Sunday, July 6, 2014

Is Stigma Just Prejudice Given the Imprimatur of Social Necessity?


Another six months of Monica, have mercy; I don't care if it harelips the Governor. - Molly Ivins, Time.com
Stigma: Notes on the Management of Spoiled Identity - Erving Goffman
There's case law out there regarding people commenting and gesturing against race and religion. But ... there's nothing out there regarding disabilities. - Assistant City Prosecutor Jennifer Fitsimmons

In Stigma: Notes on the Management of Spoiled Identity, Sociologist Erving Goffman wrote:
The dwarf, the disfigured, the blind man, the homosexual, the ex-mental patient and the member of a racial or religious minority all share one characteristic: they are all socially "abnormal", and therefore in danger of being considered less than human. Whether ordinary people react by rejection, by over-hearty acceptance or by plain embarrassment, their main concern is with such an individual's deviance, not with the whole of his personality. "Stigma" is a study of situations where normal and abnormal meet, and of the ways in which a stigmatized person can develop a more positive social and personal identity. (Emphasis added)
An entry by Deborah Fallows in James Fallows' column three years ago illustrates this:
The real story here is about the situation of dwarves in China. Airen, 矮人, or small people. When we lived in Shanghai a few years ago, I happened to be walking behind a dwarf, on a lane near where we lived. Everyone coming our way slowed down to point and laugh at him. Later many people explained to me that laughing is the behavior of embarrassment, and that the Chinese were uncomfortable and embarrassed at seeing someone who looked unusual and so different from the norm. (Emphasis added)
The rules of behavior in middle class America tend to prevent such openly discriminatory behavior on the street.* But as many of the previous posts on this weblog demonstrate, disability discrimination—a violation of our own professed values—is prevalent throughout our society. The sociologist notes that the effect is reduced "life chances": 
Goffman [says] “The term stigma, then, will be used to refer to ... a special kind of relationship between attribute and stereotype” (2). [1] Observing that “the person with stigma is not quite human” (3), Goffman explains that the our unconscious assumptions lead us to “exercise varieties of discrimination, through which we effectively, if often unthinkingly, reduce his life chances.”
Goffman's work, dating from 1963, lists "racial ... minority" as a stigmatizing abnormality. In the last half century, our civil society, in a historic political, legal, and social effort, achieved a moral revolution which rendered the great sociologist's conclusion no longer correct. (See Civil Rights Act, Martin Luther King, Selma, etc.)
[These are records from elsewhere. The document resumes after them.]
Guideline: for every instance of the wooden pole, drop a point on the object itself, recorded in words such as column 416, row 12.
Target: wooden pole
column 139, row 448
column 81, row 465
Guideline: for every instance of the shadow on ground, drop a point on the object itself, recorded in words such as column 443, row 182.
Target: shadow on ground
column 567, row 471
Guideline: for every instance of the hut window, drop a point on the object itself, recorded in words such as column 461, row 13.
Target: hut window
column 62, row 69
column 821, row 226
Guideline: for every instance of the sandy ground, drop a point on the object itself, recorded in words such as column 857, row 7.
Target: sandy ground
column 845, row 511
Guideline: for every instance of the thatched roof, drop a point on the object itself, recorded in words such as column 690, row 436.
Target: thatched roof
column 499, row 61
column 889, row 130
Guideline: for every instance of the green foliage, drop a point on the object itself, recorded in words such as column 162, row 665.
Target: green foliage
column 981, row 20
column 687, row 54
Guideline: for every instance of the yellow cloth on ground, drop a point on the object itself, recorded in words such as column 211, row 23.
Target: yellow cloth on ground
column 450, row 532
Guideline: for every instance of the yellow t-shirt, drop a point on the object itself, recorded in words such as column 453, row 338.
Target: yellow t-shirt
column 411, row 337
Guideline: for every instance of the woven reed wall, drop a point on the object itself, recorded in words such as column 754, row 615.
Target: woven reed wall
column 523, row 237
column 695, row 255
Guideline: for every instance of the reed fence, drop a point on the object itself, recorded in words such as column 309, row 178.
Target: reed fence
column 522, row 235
At a party for state government employees in the sixties, an accountant apologized for driving a Falcon. "[N-word's] car," he said. He wouldn't say that today, because the underlying attitude is no longer socially acceptable.
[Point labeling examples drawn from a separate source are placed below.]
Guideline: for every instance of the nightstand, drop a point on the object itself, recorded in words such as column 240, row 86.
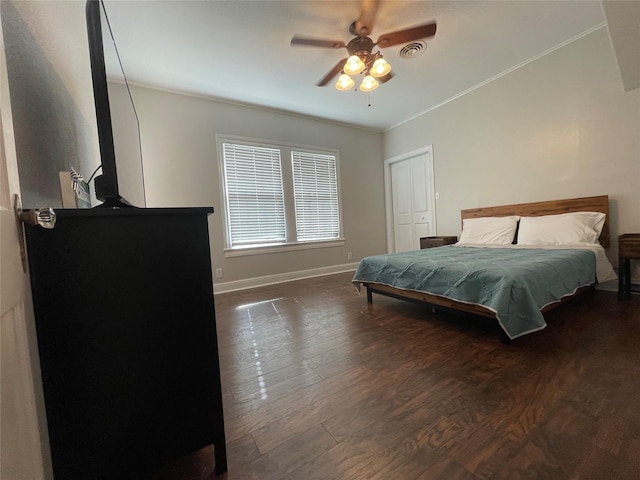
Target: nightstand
column 628, row 249
column 430, row 242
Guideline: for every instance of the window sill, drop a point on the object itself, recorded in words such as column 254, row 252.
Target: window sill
column 241, row 252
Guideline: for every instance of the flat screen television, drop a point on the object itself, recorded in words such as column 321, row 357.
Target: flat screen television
column 121, row 182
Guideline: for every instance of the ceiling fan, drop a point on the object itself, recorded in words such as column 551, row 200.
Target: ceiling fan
column 361, row 57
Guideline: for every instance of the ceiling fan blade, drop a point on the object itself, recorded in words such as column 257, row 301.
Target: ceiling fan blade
column 368, row 11
column 315, row 42
column 386, row 78
column 334, row 71
column 408, row 35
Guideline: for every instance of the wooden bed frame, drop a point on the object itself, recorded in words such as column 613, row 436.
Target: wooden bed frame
column 585, row 204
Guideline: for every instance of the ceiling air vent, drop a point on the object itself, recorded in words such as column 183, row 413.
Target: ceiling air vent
column 413, row 49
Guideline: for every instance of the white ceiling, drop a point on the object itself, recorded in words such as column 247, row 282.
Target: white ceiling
column 239, row 50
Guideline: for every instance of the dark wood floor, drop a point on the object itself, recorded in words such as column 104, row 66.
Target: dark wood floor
column 318, row 384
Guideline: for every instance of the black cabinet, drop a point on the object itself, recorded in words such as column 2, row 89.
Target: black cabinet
column 127, row 339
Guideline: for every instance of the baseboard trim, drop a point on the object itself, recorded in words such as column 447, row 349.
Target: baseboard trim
column 225, row 287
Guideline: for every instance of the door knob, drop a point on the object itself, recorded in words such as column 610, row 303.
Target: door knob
column 45, row 217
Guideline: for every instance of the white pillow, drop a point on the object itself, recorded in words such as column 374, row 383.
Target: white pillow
column 489, row 230
column 577, row 228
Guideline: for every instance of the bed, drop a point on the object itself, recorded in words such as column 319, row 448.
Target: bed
column 512, row 263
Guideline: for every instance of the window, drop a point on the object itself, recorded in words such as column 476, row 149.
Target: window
column 278, row 195
column 315, row 189
column 255, row 200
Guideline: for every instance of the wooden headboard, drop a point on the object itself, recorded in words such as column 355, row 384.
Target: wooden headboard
column 553, row 207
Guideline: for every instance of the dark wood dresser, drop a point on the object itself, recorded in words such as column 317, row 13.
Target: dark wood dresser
column 125, row 320
column 430, row 242
column 628, row 249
Stigma is not fate. Nor is disability stigma "the way things are." As Imagine That America Had Its Consciousness Raised argued, such public measures as "A civil rights act for the disabled, since the disabled were omitted from the Civil Rights Act" could do for the stigmatized disabled what the Civil Rights Act did for racial minorities.

Consider stigma to be nothing more or less than prejudice dressed up in academic jargon.


(*) To violate cultural values of equality and tolerance is the sign of a bigoted individual, as in the "case law" epigraph above, or of a subculture which does not share mainstream values concerning civility. (A person with a cleft palate reports that, while waiting for a bus, he noticed a group of minority youth pointing and snickering, giving each other high fives, etc.)